Утром на Александра Невского отец запряг Карюшку в борону, посадил меня верхом и сказал:
– Поедем на конопляники сгребать суволоку.
Я ездил вдоль полосы, а отец шел следом, приподнимая борону, когда в ней набиралось много суволоки. Железными вилами он складывал ее в кучи. Покончив с работою, сказал:
– Валяй домой и скажи Матрешке, чтоб надела пахотный хомут и дала возовую веревку.
Когда я возвратился, отец привязал концы веревки за гужи и, захлестнув петлею суволоку, приказал везти волоком.

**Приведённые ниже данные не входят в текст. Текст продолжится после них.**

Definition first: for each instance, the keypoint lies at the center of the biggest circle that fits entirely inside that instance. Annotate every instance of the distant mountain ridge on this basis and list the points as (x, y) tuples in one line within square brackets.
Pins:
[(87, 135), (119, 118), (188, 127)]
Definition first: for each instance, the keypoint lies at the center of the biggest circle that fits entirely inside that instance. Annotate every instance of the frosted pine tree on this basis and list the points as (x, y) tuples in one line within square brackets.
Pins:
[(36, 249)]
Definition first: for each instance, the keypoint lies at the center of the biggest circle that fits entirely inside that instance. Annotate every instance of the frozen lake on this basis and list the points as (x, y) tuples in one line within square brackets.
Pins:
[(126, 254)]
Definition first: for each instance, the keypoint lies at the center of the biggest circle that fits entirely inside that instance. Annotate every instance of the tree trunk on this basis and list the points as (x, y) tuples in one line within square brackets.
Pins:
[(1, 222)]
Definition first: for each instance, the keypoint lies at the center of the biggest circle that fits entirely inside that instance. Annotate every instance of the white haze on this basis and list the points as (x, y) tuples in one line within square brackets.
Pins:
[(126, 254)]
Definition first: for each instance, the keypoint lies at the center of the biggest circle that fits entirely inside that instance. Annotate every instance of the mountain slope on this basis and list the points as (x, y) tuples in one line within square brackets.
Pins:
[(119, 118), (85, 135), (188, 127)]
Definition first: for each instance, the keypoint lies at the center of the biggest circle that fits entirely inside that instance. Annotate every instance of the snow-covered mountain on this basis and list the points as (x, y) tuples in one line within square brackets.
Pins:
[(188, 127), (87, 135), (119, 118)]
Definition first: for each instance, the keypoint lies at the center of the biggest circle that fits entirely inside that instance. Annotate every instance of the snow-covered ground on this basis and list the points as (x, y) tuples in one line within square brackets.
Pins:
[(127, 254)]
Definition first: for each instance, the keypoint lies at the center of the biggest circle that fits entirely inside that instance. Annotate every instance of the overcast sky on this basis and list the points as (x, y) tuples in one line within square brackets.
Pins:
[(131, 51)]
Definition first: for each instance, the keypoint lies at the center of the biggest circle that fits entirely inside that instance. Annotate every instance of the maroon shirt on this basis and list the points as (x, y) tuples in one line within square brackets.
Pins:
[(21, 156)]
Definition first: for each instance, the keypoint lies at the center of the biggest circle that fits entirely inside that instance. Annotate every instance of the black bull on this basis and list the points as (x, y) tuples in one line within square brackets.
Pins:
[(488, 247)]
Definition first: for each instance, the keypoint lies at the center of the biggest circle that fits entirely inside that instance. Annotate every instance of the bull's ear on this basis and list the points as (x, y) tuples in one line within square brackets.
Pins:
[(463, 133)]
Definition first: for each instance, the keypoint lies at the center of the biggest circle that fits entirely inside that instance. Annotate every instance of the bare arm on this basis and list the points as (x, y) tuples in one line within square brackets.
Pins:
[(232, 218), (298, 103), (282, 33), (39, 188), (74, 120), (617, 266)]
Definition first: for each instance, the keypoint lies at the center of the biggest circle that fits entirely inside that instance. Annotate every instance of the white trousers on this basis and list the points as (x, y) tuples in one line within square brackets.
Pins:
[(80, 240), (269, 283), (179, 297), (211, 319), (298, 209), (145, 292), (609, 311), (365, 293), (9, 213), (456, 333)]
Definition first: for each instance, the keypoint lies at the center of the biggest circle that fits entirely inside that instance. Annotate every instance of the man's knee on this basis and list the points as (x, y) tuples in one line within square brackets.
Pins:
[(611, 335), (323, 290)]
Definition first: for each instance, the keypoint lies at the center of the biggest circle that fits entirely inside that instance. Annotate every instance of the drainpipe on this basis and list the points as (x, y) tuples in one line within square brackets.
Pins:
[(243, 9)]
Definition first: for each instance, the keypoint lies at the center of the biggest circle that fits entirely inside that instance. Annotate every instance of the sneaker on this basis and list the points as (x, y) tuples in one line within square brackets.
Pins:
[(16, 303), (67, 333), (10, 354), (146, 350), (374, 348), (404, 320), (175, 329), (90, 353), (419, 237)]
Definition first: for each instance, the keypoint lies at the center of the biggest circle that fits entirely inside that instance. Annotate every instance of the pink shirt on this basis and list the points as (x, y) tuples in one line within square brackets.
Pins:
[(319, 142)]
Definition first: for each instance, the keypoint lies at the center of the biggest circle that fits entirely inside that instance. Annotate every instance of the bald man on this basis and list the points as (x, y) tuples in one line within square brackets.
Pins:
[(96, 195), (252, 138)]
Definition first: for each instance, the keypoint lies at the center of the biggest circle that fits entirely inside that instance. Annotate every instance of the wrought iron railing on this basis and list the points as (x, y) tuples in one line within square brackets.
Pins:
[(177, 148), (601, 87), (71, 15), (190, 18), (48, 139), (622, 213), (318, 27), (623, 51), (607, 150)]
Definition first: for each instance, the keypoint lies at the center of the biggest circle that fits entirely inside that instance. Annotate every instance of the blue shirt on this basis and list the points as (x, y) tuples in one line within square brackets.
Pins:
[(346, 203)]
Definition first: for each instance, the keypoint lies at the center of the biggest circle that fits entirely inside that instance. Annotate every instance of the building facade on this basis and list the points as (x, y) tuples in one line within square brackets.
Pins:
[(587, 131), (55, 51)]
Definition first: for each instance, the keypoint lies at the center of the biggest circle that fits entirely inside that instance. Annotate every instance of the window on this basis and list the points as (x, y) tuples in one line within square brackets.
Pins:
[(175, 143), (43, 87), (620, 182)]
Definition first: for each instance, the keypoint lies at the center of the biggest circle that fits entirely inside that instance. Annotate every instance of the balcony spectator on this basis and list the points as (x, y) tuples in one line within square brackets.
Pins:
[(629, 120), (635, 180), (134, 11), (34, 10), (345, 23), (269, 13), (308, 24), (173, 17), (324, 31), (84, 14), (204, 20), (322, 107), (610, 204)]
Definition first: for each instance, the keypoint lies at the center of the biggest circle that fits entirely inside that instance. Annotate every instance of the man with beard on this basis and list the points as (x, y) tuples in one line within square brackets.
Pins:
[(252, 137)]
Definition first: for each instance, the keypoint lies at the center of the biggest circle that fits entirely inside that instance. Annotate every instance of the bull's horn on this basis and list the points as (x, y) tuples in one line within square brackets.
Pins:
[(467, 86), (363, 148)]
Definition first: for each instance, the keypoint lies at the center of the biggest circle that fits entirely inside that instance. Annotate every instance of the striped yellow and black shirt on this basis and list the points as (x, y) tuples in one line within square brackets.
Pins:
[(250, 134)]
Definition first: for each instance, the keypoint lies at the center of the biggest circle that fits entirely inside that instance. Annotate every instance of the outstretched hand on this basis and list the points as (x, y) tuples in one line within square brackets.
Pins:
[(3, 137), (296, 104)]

– Ну-ка, Машка, трогай! – сказал я.
Лошадь натужилась, но не осилила.
– Вези, чего ты стала? – крикнул я, стегая поводом ее по гриве.
Она выгнула спину, опустив к земле голову, сделала шага четыре и остановилась.
– Подгоняй! – крикнул отец. – Чего разеваешь рот?
Я дергал за повод, подталкивал ногами, лошадь пыжилась, а воз стоял.
– Стегай же, чертова душа! – подскочил отец, толкая меня в спину деревянной рукояткой.
– Н-но! – кричал я. – Н-но! Чего же ты меня не слушаешься? Н-но!..
Лошадь надувалась и хрипела, копыта ее вязли в рыхлой земле, веревка туго натягивалась, но суволока, качаясь из стороны в сторону, шуршала, а с места не двигалась.
Тогда отец, рассвирепевший до последней степени, подскочил к Карюшке и ударил ее с размаху рукояткой по лбу. Лошадь шарахнулась в сторону, выскочив из постромок, и задрожала всем телом.
– Гони! – ревел отец.
Я бил лошадь, отец бил меня, и все мы тряслись.
Схватив обеими руками вилы, отец обернул их рожками вперед и, выпучив глаза, как исступленный, всадил их в спину лошади.
Карюшка заржала, опускаясь на зад, как садится собака, и оскалила зубы. Я кувырком полетел на землю.
– А-а-а!.. – захрипел отец, выдергивая вилы и опускаясь рядом с лошадью.
– Батюшки мои, что я наделал? – сказал он через минуту и схватился за голову.
– Что я наде-елал!.. – повторял он. – Ваньтя, что я наде-елал?.. – и стал рвать на себе волосы. – Старый дурак!
VII
Осенью, перед Покровом, я сказал матери:
– Все ребята собираются в училище, надо и мне идти.
– Что же, ступай, – ответила она. – Не мал ли ты?
Я ответил:
– Ничего, пойду: есть которые меньше меня.
– Вот тебя там вышколят, – постращала сестра. – Учитель-то, сказывают, сердитый: как чуть что – так розгами.
– А ты как же хочешь: на то и ученье! Читать, девка, штука не легкая.
В воскресенье, после обедни, сходили на молебен, а утром, чуть свет, к нам в избу прибежали: Мишка Немченок, Тимоха, Калебан и Мавруша Титова.
– Эй, барии Осташков, еще храпака воздаешь? – загалдели они. – Пора, вставай!
Ребята гладко причесаны, головы намазаны лампадным маслом, под шеей пестрые шарфы. Маврушка в новом платке с красными горошинками, расстегай весь в кружевах, а из-под сибирки выглядывает желтый завес.
– Эге, вы все – ровно к обедне обрядились! Ну-ка, мать, давай и мне вышитую рубаху! – закричал я. – А где же у вас сумки?
– Сумки пока в кармане, книжки дадут, тогда наденем.
Мать смеется:
– Ах вы, отрошники! Что вы побирушками обрядитесь?
– А как же? Чай, все ученики так ходят, – ответил Мишка, произнося с особым ударением слово «ученики».
По пути забежали за Козленковым Захаркой, который учился третью зиму и сидел в «старших».
– Ты, Захар, не давай нас в обиду, – упрашивали мы товарища.
– Ничего, не робейте: кто полезет, вот как кукарекну, только чокнет! – успокаивал он.
Мавра достала из кармана ватрушку с толченым конопляным семенем и, подавая Козленкову, сказала:
– Может, ты плохо, Захар, позавтракал – сомни ее.
Захарка ответил, что позавтракал он хорошо, но ватрушку съест, «чтоб зря не пропадала».
Школа, несмотря на ранний час, была полна и гудела, как улей. Она помещалась в просторной избе, перегороженной на две половины: в одной сидели «старшие» и «другозимцы», а в передней – новички.
В девять часов пришел учитель в поддевке тонкого сукна и светлых калошах, высокий, тонкий, с реденькой русой бородкой кустами и утячьим носом.